Caso David Rossi, i pm sotto pressione sulle prove manipolate

Il dado è tratto. Si è concluso a tarda sera l’interrogatorio a Genova di due dei pm che hanno indagato sulla strana morte del manager Mps David Rossi, Nicola Marini (che a Siena è procuratore capo reggente) e Aldo Natalini (oggi in Cassazione), difesi dai legali Enrico De Martino e Andrea Vernazza. Dentro la caserma della Guardia di Finanza dove si è svolto l’interrogatorio non c’era Antonio Nastasi, assente per motivi di salute. Una circostanza che in molti è parsa una presa di distanze del pm oggi in forza alla Procura di Firenze (indaga sulla Fondazione Open di Matteo Renzi) dagli altri due colleghi.

L’accusa che pesa su tutti e tre è pesantissima: falso aggravato per aver manipolato la scena del crimine (l’ufficio di Rossi) dalle 21.20 circa e la mezzanotte del 6 marzo 2013, prima dell’arrivo della Scientifica, senza documentarlo nel verbale. Una contaminazione confermata dalle foto pubblicate dalle Iene, dalla deposizione di un agente della Scientifica e soprattutto dalle accuse circostanziate del colonnello dei carabinieri Pasquale Aglieco davanti alla commissione parlamentare diretta dall’azzurro Pierantonio Zanettin circa un anno fa, da cui è ripartita l’indagine. Il riserbo su cosa Marini e Natalini abbiano detto ai colleghi Vittorio Ranieri Miniati e Francesco Pinto è massimo.
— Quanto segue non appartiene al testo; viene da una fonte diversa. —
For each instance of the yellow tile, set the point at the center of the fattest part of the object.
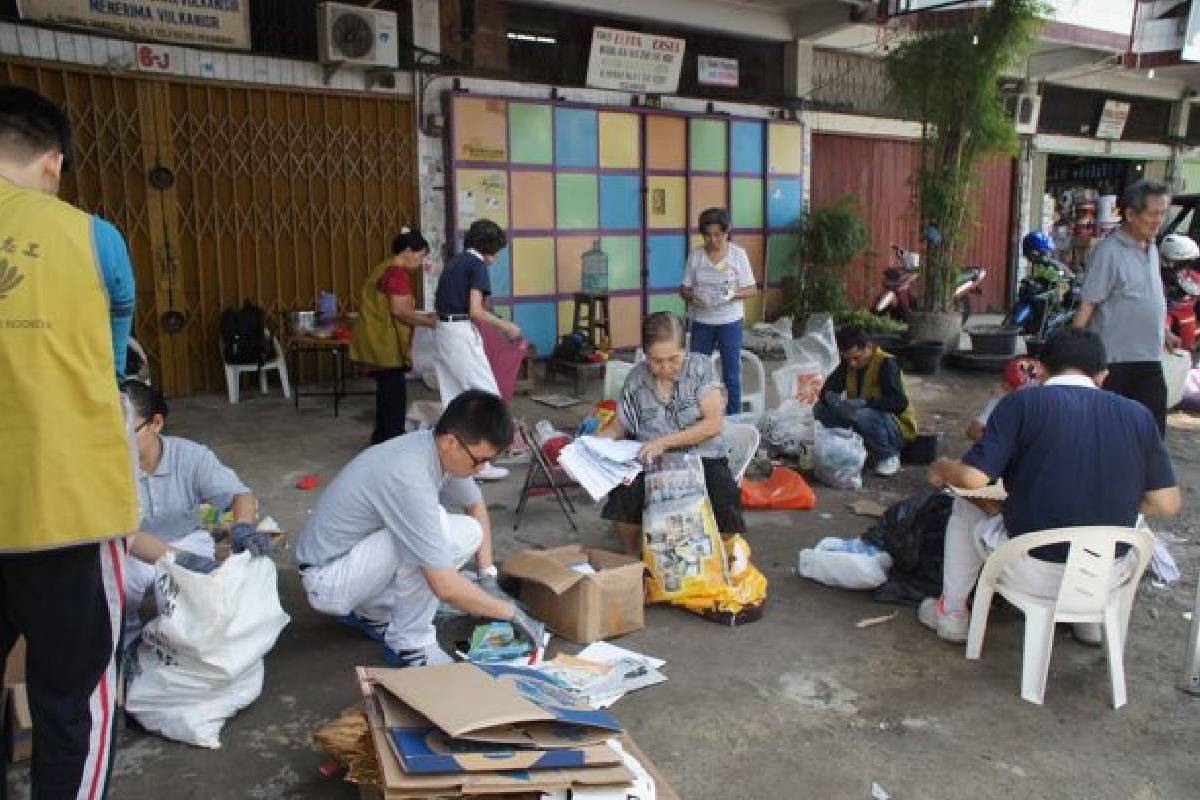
(619, 140)
(533, 265)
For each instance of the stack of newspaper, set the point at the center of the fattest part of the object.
(600, 464)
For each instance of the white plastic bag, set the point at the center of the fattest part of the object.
(845, 564)
(201, 660)
(838, 457)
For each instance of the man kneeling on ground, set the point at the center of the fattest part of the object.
(379, 551)
(1071, 455)
(875, 404)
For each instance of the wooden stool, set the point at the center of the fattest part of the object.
(592, 317)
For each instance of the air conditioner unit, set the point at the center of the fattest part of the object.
(1025, 113)
(357, 36)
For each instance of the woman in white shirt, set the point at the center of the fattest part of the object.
(715, 281)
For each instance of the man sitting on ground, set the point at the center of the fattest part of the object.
(381, 552)
(1071, 455)
(875, 404)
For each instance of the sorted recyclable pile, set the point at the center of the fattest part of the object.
(490, 731)
(600, 464)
Avranno confermato che Aglieco non era nella stanza, come hanno da sempre sostenuto, e dunque non poteva sapere chi avesse toccato cosa. Non la stessa versione dei testi già sentiti dai pm genovesi. La Procura ha già archiviato una prima indagine a sui pm senesi, non rilevando alcuna obiezione rispetto all’esito delle loro indagini. Oggi però l’ipotesi che Rossi si sia ucciso da solo non convince davvero più nessuno.

C’era qualcuno con lui quando è caduto? Plausibile, viste le uscite non sorvegliate. È stato aggredito prima di morire? Probabile, viste le ferite sul corpo, sul volto e nel braccio incompatibili con la caduta dalla sede Mps di Rocca Salimbeni, peraltro anomala. Si poteva salvare? Quasi sicuramente sì, visto che è stato in agonia per almeno 20 minuti, come dimostrano i filmati. La famiglia chiede che venga aperta una nuova indagine per omicidio. A indagare su questa ipotesi dovrebbe essere proprio Genova, sostengono i legali dei familiari. Il movente potrebbero essere i festini sessuali, ai quali avrebbero partecipato Marini e Natalini, stando alle dichiarazioni di un escort ritenute attendibili da Genova? A quanto risulta al Giornale la Procura ligure in passato aveva scoperto molte cose sulla vita privata dei magistrati, uno dei quali era stato persino legalmente intercettato. A distanza di quasi dieci anni dai fatti qualcosa potrebbe riemergere dai cassetti. Difficile che si arrivi alla Cassazione, a meno che si indaghi davvero per omicidio. E il falso diventi depistaggio. Il Csm colpevolmente se ne è lavato le mani. Ma fino a quando?